En la madrugada del martes, la región de Piura, ubicada en el norte de Perú y colindante con Ecuador, fue sacudida por tres sismos de magnitud 4. Estos movimientos telúricos se registraron en un intervalo de apenas una hora, sin que se hayan reportado víctimas hasta ahora, a pesar de que días antes se habían producido terremotos en la región andina de Junín, que provocaron la muerte de cinco personas.
El primer sismo tuvo lugar a las 03:00 horas (08:00 GMT), con una magnitud de 4,9, y su epicentro se localizó a 64 kilómetros al suroeste de Sechura, en el océano Pacífico. Este movimiento sísmico se produjo a una profundidad de 24 kilómetros y alcanzó una intensidad de III en Sechura.
Apenas dos minutos después, a las 03:02 horas (08:02 GMT), se registró un segundo temblor, esta vez de magnitud 4, con epicentro a 61 kilómetros al suroeste de Sechura y una profundidad de 34 kilómetros.
El tercer y último sismo del rango se reportó a las 03:45 horas (08:45 GMT), con una magnitud de 4,1, y se localizó a 67 kilómetros al suroeste de Sechura, a una profundidad de 23 kilómetros.
La Dirección de Hidrografía y Navegación de la Marina de Guerra del Perú aseguró que el sismo más fuerte, de magnitud 4,9, no generó un tsunami en el litoral peruano, lo que redujo las alarmas sobre posibles desastres relacionados.

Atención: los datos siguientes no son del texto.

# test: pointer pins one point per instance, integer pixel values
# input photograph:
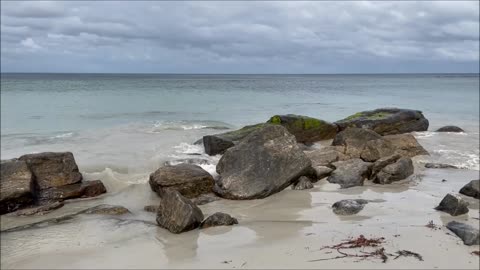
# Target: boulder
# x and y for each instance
(218, 219)
(348, 207)
(53, 169)
(450, 129)
(397, 171)
(188, 179)
(263, 163)
(468, 234)
(16, 186)
(453, 204)
(439, 166)
(387, 121)
(350, 173)
(305, 129)
(321, 172)
(85, 189)
(177, 213)
(471, 189)
(39, 210)
(326, 156)
(302, 183)
(106, 209)
(219, 143)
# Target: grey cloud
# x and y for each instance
(242, 36)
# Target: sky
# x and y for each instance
(240, 37)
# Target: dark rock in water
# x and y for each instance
(105, 209)
(450, 129)
(263, 163)
(439, 166)
(322, 172)
(205, 198)
(16, 186)
(348, 207)
(53, 169)
(387, 121)
(354, 140)
(218, 219)
(350, 173)
(39, 210)
(302, 183)
(151, 208)
(471, 189)
(79, 190)
(469, 235)
(219, 143)
(326, 156)
(177, 213)
(190, 180)
(397, 171)
(304, 128)
(453, 204)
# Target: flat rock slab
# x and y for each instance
(468, 234)
(188, 179)
(453, 204)
(218, 219)
(348, 207)
(177, 213)
(471, 189)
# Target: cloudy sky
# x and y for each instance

Las autoridades locales han confirmado que, debido a que los epicentros de los sismos se encontraban en el mar, no se han presentado daños personales o materiales en Piura o en las regiones cercanas.

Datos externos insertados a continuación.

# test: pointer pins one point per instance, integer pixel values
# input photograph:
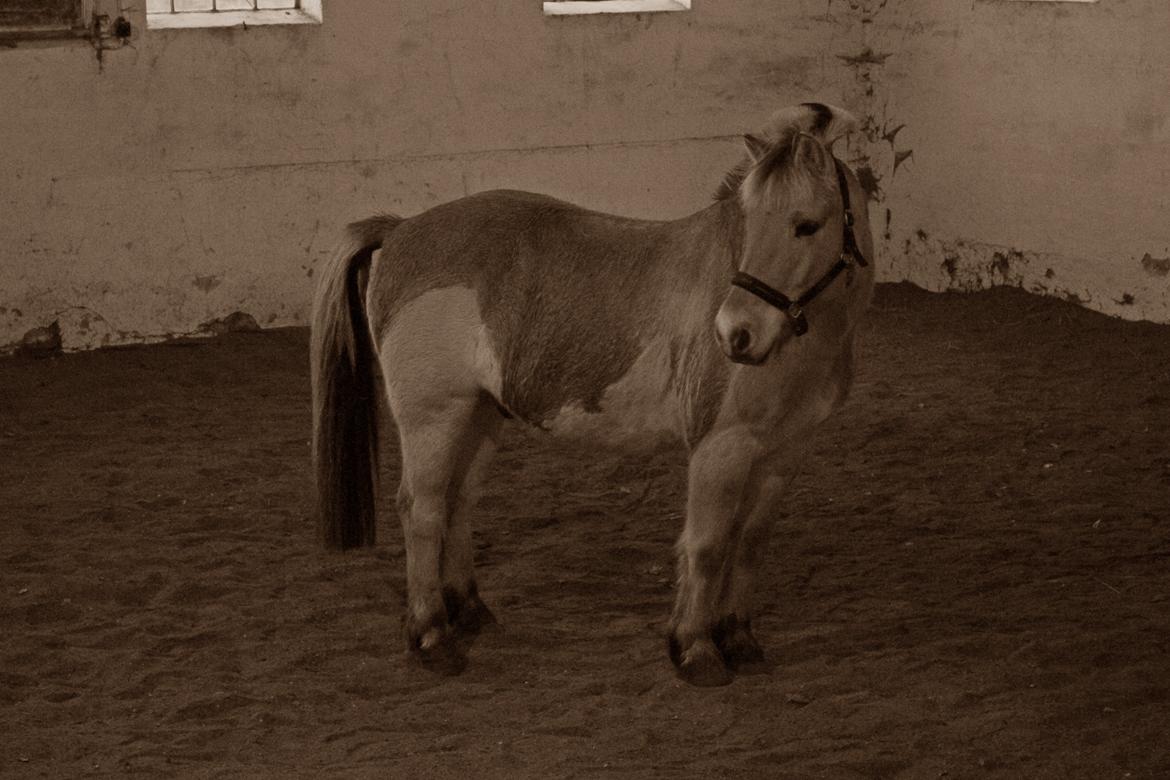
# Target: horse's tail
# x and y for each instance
(345, 391)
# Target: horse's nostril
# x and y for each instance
(740, 340)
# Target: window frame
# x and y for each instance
(83, 28)
(309, 13)
(582, 7)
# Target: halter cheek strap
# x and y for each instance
(850, 254)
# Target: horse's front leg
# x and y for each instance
(734, 635)
(720, 492)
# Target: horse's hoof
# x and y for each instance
(467, 613)
(438, 651)
(741, 651)
(701, 664)
(474, 616)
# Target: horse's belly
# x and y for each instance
(638, 412)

Perú se sitúa en el Cinturón de Fuego del Pacífico, una zona que concentra el 80 % de la actividad sísmica del mundo. En julio de este año, la región de Junín sufrió varios terremotos que dejaron una triste cifra de cinco muertes y muchos hogares destruidos.
El último gran terremoto devastador en Perú ocurrió en 2007 en la sureña región de Ica, que provocó un tsunami en el puerto de Pisco, resultando en 500 fallecidos y enormes pérdidas económicas.